There were numerous articles shared by MISA relating to the employer-employee relationship. One of the core aspects of this relationship, is a two-way stream of duty of good faith. A simple search of the principle of duty of good faith, will confirm that the duty of good faith is common law and as a result an implied term in every employment contract/relationship.
Let’s unpack the common law principle of “duty of good faith”.
Duty – The Merriam-Webster online dictionary defines ‘duty’ as “obligatory tasks, conduct, service, or functions that arise from one’s position”. In essence one is obligated, either in law or in conscience, to do something! There is no choice!
Good Faith – In biblical term “Now faith is the substance of things hoped for, the evidence of things not seen”. In a certain sense this might form part of the meaning of the principle of good faith, because when you enter into an employment relationship there is no guarantees, there is recourse, but ultimately you are hoping on ‘things not yet seen’. However in the legal context the Merriam-Webster online dictionary defines good faith as “honesty or lawfulness of purpose”.
Duty of Good Faith – The only inference you can draw in the employment relationship is that the common law duty of good faith places an obligation on you to act honestly (free of deceit; truthful and sincere) and lawfully (not in contravention) with the purpose to uphold the contract of employment/relationship.
The question that comes to mind is – ‘To whom does this duty apply, to you as employee, MISA member, employer, or to both the employer and the employee?’
In 2019 the Constitutional Court in NUMSA obo Nganezi & Others v Dunlop Mixing and Technical Services (Pty) Ltd & Others  9 BLLR 865 (CC) deliberated on the nature and scope of the duty of good faith that is implied in the contract of employment.
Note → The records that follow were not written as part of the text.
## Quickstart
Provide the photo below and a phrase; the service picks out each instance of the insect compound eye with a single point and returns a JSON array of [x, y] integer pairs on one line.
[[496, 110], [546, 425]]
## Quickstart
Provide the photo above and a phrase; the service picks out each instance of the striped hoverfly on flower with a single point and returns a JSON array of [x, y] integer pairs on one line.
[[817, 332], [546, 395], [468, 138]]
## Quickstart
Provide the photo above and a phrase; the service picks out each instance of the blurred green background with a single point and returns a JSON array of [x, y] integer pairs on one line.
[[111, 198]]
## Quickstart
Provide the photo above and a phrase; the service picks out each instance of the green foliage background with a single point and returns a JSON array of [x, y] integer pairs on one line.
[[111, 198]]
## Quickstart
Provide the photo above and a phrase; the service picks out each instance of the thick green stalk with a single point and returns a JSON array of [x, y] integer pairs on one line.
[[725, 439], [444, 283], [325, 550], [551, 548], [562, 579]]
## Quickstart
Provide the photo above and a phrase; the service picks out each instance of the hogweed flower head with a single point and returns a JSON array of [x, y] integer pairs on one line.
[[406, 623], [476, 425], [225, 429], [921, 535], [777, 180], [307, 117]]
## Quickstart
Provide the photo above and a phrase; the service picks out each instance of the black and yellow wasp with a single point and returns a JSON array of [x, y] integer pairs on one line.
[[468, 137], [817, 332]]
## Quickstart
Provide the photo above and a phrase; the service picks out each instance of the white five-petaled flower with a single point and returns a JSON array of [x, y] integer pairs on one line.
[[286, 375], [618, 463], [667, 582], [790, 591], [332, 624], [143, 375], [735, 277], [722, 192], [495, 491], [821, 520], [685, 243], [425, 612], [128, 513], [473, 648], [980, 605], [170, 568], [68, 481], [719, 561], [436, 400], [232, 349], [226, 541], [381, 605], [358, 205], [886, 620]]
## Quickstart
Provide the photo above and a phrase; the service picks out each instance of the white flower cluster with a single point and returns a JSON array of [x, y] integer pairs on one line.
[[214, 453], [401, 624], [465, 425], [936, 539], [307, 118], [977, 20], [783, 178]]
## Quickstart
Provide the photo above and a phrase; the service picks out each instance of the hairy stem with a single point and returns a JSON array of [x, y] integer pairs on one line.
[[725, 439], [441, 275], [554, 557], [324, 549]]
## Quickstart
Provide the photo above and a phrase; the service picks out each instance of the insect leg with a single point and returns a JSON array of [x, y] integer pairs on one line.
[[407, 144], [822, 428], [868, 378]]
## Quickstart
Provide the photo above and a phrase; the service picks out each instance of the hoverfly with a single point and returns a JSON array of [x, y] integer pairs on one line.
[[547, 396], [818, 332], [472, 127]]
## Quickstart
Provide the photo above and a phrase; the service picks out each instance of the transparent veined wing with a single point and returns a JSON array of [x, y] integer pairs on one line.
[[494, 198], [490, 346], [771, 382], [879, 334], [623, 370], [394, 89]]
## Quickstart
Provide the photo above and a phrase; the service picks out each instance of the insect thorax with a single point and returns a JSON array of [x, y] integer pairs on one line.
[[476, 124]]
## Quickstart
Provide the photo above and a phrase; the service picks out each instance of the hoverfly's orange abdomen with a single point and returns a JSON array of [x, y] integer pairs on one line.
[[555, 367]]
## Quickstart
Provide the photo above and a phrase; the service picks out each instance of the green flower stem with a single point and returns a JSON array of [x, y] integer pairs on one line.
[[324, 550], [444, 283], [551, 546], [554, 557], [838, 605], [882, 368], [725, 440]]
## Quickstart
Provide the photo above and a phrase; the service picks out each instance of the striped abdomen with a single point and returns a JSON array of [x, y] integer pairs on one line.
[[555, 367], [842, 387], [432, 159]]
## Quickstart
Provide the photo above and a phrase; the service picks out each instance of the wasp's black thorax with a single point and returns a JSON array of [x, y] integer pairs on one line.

Interesting enough the court held that the principles of Ubuntu must be infused into the employment contract. The rationale is that the employment relationship is imbalanced and hierarchical. You as employee are a subordinate to someone in power. The court held that the right of fair labour practices do not only apply to a worker only, but equally to an employer and said that the duty of good faith is a ‘reciprocal duty’. That is, a duty bearing on or binding both parties equally.
Therefore, there is no question that you are bound by a duty of good faith.
In the very same manner that your employer owes you a duty of good faith dealings, you as employee owe the employer the duty to act honestly, without deceit and to uphold (not breach) your contract of employment/relationship.